CHF Entertainment
- Formerly: Cosgrove Hall Fitzpatrick Entertainment (2011) CHF Entertainment (2011–2019)
- Predecessor: Cosgrove Hall Films
- Founded: 2011
- Founders: Brian Cosgrove Mark Hall Francis Fitzpatrick
- Defunct: 2019
- Products: Pip Ahoy!

= CHF Entertainment =

English animation studio

CHF Entertainment (originally established as Cosgrove Hall Fitzpatrick Entertainment) was an animation studio formed in 2011. It was the reincarnation of the animation company Cosgrove Hall Films which closed in 2009 after 33 years. Brian Cosgrove and Mark Hall formed and ran the original Cosgrove Hall creating over 1000 episodes of animated programs such as Danger Mouse, Cockleshell Bay, Count Duckula, Lavender Castle and The Wind in the Willows, and produced Fifi and the Flowertots, Postman Pat, and Roary the Racing Car. They won a number of awards, including six BAFTAs and two international Emmys.

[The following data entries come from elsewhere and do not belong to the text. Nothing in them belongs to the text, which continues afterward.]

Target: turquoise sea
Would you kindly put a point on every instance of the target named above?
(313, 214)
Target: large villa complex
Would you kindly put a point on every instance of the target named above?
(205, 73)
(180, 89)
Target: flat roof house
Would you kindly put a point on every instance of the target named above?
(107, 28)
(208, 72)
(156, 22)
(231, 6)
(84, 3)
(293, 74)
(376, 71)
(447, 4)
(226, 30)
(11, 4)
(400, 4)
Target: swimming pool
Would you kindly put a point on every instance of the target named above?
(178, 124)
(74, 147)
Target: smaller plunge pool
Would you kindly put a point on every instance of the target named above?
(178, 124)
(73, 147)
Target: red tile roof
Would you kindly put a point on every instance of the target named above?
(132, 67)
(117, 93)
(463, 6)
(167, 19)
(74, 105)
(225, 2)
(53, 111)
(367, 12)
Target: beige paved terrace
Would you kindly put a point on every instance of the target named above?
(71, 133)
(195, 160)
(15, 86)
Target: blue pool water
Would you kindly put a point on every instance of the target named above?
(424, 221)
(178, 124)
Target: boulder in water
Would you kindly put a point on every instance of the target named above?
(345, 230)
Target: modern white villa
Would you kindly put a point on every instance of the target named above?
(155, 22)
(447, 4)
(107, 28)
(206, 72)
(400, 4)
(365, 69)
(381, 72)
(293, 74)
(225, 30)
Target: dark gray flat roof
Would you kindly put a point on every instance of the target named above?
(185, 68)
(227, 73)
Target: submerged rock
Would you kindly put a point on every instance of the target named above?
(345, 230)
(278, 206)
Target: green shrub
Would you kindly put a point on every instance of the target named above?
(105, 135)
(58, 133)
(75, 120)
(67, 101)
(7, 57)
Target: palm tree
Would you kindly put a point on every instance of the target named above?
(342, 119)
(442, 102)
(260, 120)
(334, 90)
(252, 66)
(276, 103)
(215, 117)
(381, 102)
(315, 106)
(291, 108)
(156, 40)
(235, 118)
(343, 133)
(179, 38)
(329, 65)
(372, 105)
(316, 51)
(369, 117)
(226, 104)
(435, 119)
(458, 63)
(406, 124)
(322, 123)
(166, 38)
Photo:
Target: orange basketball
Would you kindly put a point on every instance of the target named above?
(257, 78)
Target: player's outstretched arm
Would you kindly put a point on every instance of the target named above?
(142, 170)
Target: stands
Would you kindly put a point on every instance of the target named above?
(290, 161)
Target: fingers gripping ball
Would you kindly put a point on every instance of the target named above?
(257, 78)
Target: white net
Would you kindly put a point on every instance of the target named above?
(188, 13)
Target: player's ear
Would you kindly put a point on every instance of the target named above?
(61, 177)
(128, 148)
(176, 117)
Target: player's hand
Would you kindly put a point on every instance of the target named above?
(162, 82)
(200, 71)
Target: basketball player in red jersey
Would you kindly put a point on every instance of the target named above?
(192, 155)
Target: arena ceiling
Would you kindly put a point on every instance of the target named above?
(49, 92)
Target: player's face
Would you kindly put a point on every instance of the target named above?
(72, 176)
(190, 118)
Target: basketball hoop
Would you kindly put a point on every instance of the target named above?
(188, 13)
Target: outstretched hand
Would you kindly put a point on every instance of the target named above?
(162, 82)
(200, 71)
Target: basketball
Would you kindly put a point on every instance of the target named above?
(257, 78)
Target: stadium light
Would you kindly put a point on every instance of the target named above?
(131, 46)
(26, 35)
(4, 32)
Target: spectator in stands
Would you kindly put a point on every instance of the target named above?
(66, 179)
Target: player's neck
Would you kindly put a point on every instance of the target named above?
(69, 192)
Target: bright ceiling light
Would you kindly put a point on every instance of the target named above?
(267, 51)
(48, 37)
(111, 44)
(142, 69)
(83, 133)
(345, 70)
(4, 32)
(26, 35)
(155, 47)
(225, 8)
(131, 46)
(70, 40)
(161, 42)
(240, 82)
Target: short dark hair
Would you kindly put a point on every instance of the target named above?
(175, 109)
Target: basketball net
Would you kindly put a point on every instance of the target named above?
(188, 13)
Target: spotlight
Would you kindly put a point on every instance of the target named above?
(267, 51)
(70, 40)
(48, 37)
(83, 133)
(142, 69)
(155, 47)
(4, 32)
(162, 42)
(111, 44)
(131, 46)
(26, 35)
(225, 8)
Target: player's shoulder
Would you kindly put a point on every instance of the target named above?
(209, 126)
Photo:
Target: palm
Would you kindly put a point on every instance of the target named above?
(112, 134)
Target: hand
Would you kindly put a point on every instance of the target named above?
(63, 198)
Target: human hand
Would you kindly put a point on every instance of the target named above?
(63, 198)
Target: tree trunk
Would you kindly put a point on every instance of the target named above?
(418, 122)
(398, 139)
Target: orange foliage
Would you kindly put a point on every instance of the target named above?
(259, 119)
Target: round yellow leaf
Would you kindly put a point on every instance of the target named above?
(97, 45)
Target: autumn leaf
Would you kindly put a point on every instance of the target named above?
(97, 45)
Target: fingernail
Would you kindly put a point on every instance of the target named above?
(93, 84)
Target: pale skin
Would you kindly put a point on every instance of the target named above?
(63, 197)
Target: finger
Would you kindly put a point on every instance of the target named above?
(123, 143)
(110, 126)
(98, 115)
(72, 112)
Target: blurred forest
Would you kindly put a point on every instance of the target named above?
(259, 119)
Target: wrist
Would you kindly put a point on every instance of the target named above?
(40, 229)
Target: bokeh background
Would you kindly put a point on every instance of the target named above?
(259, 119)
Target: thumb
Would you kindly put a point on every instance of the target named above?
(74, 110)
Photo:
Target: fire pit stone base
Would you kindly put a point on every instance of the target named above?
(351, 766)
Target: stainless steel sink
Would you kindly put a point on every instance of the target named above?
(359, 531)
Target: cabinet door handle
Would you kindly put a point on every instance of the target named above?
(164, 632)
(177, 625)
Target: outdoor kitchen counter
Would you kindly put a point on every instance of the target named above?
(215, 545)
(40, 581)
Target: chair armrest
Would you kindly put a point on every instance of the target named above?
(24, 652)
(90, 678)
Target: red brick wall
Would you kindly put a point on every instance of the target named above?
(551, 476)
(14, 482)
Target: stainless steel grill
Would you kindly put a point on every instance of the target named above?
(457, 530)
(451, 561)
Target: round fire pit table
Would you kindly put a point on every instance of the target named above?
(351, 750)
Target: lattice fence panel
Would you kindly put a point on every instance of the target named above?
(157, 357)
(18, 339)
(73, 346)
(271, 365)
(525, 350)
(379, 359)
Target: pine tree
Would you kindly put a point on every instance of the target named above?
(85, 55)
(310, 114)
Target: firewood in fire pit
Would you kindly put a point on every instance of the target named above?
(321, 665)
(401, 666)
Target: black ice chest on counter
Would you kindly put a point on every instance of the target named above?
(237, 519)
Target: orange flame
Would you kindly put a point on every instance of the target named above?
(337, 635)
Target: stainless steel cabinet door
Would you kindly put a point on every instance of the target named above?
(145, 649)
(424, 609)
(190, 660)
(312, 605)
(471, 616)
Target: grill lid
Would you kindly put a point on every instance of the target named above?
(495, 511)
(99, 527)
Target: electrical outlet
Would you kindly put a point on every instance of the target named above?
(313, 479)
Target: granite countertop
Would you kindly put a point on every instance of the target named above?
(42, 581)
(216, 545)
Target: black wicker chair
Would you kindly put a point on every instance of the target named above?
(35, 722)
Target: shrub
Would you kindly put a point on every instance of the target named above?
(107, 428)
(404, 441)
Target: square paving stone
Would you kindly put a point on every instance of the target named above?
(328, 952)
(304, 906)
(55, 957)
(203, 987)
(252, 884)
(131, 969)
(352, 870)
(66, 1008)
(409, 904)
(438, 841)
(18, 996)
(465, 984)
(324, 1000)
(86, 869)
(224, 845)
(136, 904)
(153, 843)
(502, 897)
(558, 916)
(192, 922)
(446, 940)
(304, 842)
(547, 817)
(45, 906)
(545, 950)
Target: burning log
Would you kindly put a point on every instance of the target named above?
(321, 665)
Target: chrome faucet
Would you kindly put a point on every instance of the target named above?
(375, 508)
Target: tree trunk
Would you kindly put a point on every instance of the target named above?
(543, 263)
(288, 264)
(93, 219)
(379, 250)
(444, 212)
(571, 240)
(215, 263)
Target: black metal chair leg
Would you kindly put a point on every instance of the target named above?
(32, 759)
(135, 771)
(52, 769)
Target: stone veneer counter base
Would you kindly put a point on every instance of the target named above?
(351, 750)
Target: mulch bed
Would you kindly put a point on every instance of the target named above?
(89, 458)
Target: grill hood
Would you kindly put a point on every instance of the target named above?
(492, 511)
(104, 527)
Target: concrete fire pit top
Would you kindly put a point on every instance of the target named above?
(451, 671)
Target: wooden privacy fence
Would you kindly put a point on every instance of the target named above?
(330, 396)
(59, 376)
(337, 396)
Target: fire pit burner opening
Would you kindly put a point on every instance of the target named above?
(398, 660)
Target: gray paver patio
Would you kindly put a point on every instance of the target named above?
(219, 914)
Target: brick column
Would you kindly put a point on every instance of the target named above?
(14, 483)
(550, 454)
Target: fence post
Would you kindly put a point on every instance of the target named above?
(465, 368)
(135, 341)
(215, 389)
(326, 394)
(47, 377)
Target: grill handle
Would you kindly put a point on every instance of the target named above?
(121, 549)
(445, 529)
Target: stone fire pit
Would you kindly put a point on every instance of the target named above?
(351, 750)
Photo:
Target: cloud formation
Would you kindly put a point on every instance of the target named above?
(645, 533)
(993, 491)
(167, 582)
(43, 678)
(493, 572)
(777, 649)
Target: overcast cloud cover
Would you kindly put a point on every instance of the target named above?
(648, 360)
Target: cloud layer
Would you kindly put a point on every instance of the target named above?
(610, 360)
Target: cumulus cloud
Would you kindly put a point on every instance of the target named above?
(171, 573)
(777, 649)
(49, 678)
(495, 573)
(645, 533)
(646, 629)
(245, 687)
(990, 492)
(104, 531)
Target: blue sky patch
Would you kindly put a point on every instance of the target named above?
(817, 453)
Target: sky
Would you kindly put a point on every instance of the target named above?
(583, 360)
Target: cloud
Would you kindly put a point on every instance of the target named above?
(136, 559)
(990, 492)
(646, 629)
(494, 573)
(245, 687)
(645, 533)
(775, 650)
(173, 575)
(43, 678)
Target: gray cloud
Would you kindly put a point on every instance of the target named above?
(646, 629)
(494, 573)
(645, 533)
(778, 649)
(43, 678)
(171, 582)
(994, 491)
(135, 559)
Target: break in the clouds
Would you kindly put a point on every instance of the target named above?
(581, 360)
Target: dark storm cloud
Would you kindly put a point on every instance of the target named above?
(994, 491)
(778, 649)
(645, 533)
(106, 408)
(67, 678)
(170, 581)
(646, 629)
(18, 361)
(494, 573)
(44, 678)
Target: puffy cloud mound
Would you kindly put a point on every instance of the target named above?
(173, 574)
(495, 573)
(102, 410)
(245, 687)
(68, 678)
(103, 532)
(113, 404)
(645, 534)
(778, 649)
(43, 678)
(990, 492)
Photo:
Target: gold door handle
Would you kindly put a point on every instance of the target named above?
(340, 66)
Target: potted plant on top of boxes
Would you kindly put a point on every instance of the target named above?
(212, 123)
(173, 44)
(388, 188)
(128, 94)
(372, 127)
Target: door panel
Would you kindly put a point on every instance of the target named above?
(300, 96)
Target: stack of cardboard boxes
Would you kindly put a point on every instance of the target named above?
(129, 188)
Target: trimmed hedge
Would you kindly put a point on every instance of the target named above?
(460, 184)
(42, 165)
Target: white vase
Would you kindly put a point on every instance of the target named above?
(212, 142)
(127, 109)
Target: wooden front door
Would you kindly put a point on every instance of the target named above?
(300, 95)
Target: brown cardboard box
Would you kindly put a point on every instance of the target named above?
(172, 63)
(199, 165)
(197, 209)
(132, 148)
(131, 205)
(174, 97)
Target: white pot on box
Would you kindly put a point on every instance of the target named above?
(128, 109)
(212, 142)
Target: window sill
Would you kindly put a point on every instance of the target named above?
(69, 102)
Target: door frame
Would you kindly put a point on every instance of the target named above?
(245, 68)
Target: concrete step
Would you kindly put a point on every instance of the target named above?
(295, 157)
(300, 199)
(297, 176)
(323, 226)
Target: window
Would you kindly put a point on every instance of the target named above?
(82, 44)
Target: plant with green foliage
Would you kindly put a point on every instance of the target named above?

In November 2012, Brian Cosgrove received the British Academy of Film and Television Arts' Special Award for outstanding creative contribution to the industry at the British Academy of Children's Awards.

Brian Cosgrove and Mark Hall came out of retirement in 2011 to form CHF Entertainment with Francis Fitzpatrick. Fitzpatrick co-created Jakers! The Adventures of Piggley Winks which won a number of Emmy Awards. A new children's story, Pip!, was created. They believed it would turn into a major worldwide TV series. Hall died in November 2011 before this could be realized, and was replaced by his son Simon Hall.

CHF Entertainment is currently working on a number of children's shows, including Pip Ahoy!, the story of a loveable sea pup aimed at pre-school children; and HeroGliffix, targeted at a slightly older audience. Pip! was showcased at MIPCom Global Sales Fair in Cannes in October 2011 and was flagged by the industry as being 'one to watch'. There were 52 eleven-minute episodes planned, of whom were released in spring 2013.

In 2012, David Jason provided the voice of 'Skipper', one of the show's leading characters. Jason had provided voices for a number of Cosgrove Hall's animated series, including Danger Mouse, The Wind in the Willows, and Count Duckula.

Magic Marlon began on Milkshake! in spring/summer of 2016.

On 6 June 2019, the closure of CHF Entertainment's animation department was announced, but would not affect the production of 2 more series of Daisy & Ollie, which will be undertaken by Hoopla Animation.